# MBIT School

## Master Big Data Cloud y Analytics

---

## Módulo 2: Ecosistema Spark
## Submódulo DC02: Ecosistema Spark

---

### Taller Spark + Kafka: Gestor de cuentas (multiple topic/consumidor)

#### Jacinto Arias (arias.jacinto@gmail.com)

---


En esta libreta implementaremos un proceso consumidor de kafka que procesará los mensajes del stream y mantendrá actualizada el estado de una "supuesta base de datos" con los totales de la cuenta conforme hayamos procesado los mensajes.

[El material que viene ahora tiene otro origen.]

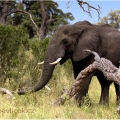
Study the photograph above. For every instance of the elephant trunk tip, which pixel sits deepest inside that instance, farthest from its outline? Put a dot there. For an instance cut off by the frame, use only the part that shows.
(25, 91)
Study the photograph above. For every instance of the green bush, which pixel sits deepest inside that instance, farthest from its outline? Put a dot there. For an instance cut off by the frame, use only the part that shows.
(13, 43)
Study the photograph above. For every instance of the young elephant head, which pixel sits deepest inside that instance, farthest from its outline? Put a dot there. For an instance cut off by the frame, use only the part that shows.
(67, 42)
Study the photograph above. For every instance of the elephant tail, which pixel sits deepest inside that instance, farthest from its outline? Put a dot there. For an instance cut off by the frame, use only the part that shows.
(97, 57)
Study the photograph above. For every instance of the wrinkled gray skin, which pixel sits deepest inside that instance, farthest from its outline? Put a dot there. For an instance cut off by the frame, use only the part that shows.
(69, 41)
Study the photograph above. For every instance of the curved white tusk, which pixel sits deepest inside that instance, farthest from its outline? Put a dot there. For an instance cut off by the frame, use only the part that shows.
(41, 63)
(57, 61)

En esta libreta ejecutaremos dos consumidores, uno para actualizar las cuentas de los usuarios y otro para mostrar las alertas de las transacciones fallidas.

#### Imports

In [1]:
# python
from collections import defaultdict
import json
import threading

In [2]:
# jupyter
import ipywidgets as widgets
from IPython.display import display, clear_output

In [3]:
# kafka

from confluent_kafka import Producer, Consumer

#### Constantes

In [4]:
KAFKA_BOOTSTRAP_SERVERS = "34.246.163.140:9092"

In [5]:
KAFKA_CONSUMER_GROUP = "fake_bank.account_manager"
KAFKA_TOPIC_ALERTS = "fake_bank.alerts"
KAFKA_TOPIC_TRANSACTIONS_VALIDATED = "fake_bank.transactions_validated"

#### Hilo Consumidor 

In [6]:
class ConsumerTransactionsThread(threading.Thread):
    
    def __init__(self, out):
        super(ConsumerTransactionsThread, self).__init__()
        
        self.out = out
        
        self.kafka_consumer = Consumer({
            'bootstrap.servers': KAFKA_BOOTSTRAP_SERVERS,
            'group.id': KAFKA_CONSUMER_GROUP
        })
            
        self.account_db = defaultdict(int)

        self.kafka_consumer.subscribe([KAFKA_TOPIC_TRANSACTIONS_VALIDATED])

        self.active = True
        
        
    def run(self):
        while self.active:

            transaction = self.kafka_consumer.poll(1.0)

            if transaction is None:
                continue

            payload = transaction.value().decode('utf-8')
            data = json.loads(payload)

            self.account_db[data["account"]] += data["amount"]        
            self.out.clear_output()
            self.out.append_display_data(self.account_db)

        self.kafka_consumer.close()
        
        
    def stop(self):
        self.active = False
        

In [7]:
class ConsumerAlertsThread(threading.Thread):
    
    def __init__(self, out):
        super(ConsumerAlertsThread, self).__init__()
        
        self.out = out
        
        self.kafka_consumer = Consumer({
            'bootstrap.servers': KAFKA_BOOTSTRAP_SERVERS,
            'group.id': KAFKA_CONSUMER_GROUP
        })

        self.kafka_consumer.subscribe([KAFKA_TOPIC_ALERTS])

        self.active = True
        
        
    def run(self):
        while self.active:

            alert = self.kafka_consumer.poll(1.0)

            if alert is None:
                continue

            payload = alert.value().decode('utf-8')
            data = json.loads(payload)
       
            self.out.append_display_data(f"Alert for account {data['account']}")

        self.kafka_consumer.close()
        
        
    def stop(self):
        self.active = False
        

#### Creacion de hilos y salidas

In [8]:
out_transactions = widgets.Output()
out_alerts = widgets.Output()

consumer_transactions = ConsumerTransactionsThread(out_transactions)
consumer_transactions.start()

consumer_alerts = ConsumerAlertsThread(out_alerts)
consumer_alerts.start()

In [14]:
display(out_transactions)

Output()

In [16]:
display(out_alerts)

Output()

#### Importante apagar los hilos!!!

In [15]:
consumer_transactions.stop()
consumer_alerts.stop()